Rodriguez A, Guamán G, Nelson D P
Ministry of Public Health of Ecuador, Health Research Institute, Quito.
Bull Pan Am Health Organ. 1996 Sep;30(3):234-41.
In mid-1993 Ecuador's Health Research Institute conducted a survey to evaluate the general nutrition and vitamin A status of children in five provinces (three in the mountains and two on the coast) containing pockets of extreme poverty. The survey enrolled 1555 children 12-59 months old who constituted a multi-phased stratified cluster sample obtained by random selection methods. Among its other aims, the survey sought to assess all or part of the study subjects' serum retinol levels, dietary vitamin A intake and ocular signs of vitamin A deficiency, and to weigh the influence on vitamin A status of age, sex, parental (maternal) education, residence in a rural or urban area, and the ethnic background of the residence area. Questionnaire interviews were conducted to gather information about each survey child's identify, diet, pathologic history, and breast-feeding history; a blood sample was obtained; and the child was weighed, measured, and given a complete physical examination (including an eye examination). Of the 1232 survey children whose serum retinol levels were measured, 18% and 2% were found to have levels below 0.7 and 0.35 mumol/L, respectively. Low serum retinol levels were more common among children of mothers who had relatively little education and resided in rural areas. The presence of Bitot's spots was confirmed in two of the study children. Interviews conducted with 39% of the study children's families to assess the children's diets showed the risk of insufficient vitamin A intake to be greater in the mountain provinces and among Indian populations, children born to mothers with no formal education, children living in rural areas, and underweight and stunted children. Forty-eight percent of the study population had serum retinol levels between 0.70 and 1.05 mumol/L, indicating marginal vitamin A deficiency. It would therefore appear that dietary supplementation would cause a substantial part of the Ecuadorian population to improve its vitamin A status. Overall, the results of the survey were consistent with a previous national survey and confirmed the existence of a pronounced subclinical vitamin A deficiency that clearly constitutes a public health problem, especially in Ecuador's rural Andean areas.

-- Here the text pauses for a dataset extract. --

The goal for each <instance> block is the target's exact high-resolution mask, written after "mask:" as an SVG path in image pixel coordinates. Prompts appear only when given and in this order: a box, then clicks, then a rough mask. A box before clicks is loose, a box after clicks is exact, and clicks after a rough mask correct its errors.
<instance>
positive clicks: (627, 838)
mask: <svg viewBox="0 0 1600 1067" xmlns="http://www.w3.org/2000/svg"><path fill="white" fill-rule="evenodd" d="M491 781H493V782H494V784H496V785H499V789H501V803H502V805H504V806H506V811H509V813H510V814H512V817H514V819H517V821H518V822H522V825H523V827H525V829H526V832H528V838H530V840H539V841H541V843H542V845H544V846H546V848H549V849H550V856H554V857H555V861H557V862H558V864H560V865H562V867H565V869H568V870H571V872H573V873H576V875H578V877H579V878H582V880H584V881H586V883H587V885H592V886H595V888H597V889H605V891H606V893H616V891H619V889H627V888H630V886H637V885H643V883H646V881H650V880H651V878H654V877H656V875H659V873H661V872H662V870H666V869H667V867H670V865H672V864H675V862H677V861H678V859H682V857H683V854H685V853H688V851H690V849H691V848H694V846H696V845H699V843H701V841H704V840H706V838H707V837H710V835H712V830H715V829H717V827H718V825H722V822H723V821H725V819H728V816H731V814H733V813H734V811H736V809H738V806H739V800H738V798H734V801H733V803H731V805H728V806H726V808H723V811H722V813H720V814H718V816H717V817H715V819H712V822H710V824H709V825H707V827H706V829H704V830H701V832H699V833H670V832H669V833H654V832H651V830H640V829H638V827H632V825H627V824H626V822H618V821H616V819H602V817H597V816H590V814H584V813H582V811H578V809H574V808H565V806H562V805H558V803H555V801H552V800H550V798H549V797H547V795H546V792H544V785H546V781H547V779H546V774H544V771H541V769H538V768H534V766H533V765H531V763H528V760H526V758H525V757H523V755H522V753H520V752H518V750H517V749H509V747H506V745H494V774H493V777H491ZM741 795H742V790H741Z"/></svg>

1993年年中,厄瓜多尔卫生研究所开展了一项调查,以评估五个省份(三个山区省份和两个沿海省份)极度贫困地区儿童的总体营养状况和维生素A水平。该调查纳入了1555名12至59个月大的儿童,他们是通过随机选择方法获得的多阶段分层整群样本。除其他目标外,该调查旨在评估全部或部分研究对象的血清视黄醇水平、膳食维生素A摄入量以及维生素A缺乏的眼部体征,并权衡年龄、性别、父母(母亲)教育程度、城乡居住情况以及居住地区的种族背景对维生素A水平的影响。通过问卷调查收集了有关每个调查儿童的身份、饮食、病史和母乳喂养史的信息;采集了血样;对儿童进行了称重、测量,并进行了全面的体格检查(包括眼部检查)。在1232名接受血清视黄醇水平测量的调查儿童中,分别有18%和2%的儿童血清视黄醇水平低于0.7和0.35微摩尔/升。血清视黄醇水平低在母亲受教育程度相对较低且居住在农村地区的儿童中更为常见。在两名研究儿童中确诊有毕脱斑。对39%的研究儿童家庭进行访谈以评估儿童饮食,结果显示山区省份、印第安人群、母亲未受过正规教育的儿童、农村地区儿童以及体重过轻和发育迟缓的儿童维生素A摄入不足的风险更大。48%的研究人群血清视黄醇水平在0.70至1.05微摩尔/升之间,表明存在边缘性维生素A缺乏。因此,膳食补充似乎会使很大一部分厄瓜多尔人口的维生素A水平得到改善。总体而言,该调查结果与之前的全国性调查一致,证实了明显存在亚临床维生素A缺乏,这显然构成了一个公共卫生问题,尤其是在厄瓜多尔安第斯山脉的农村地区。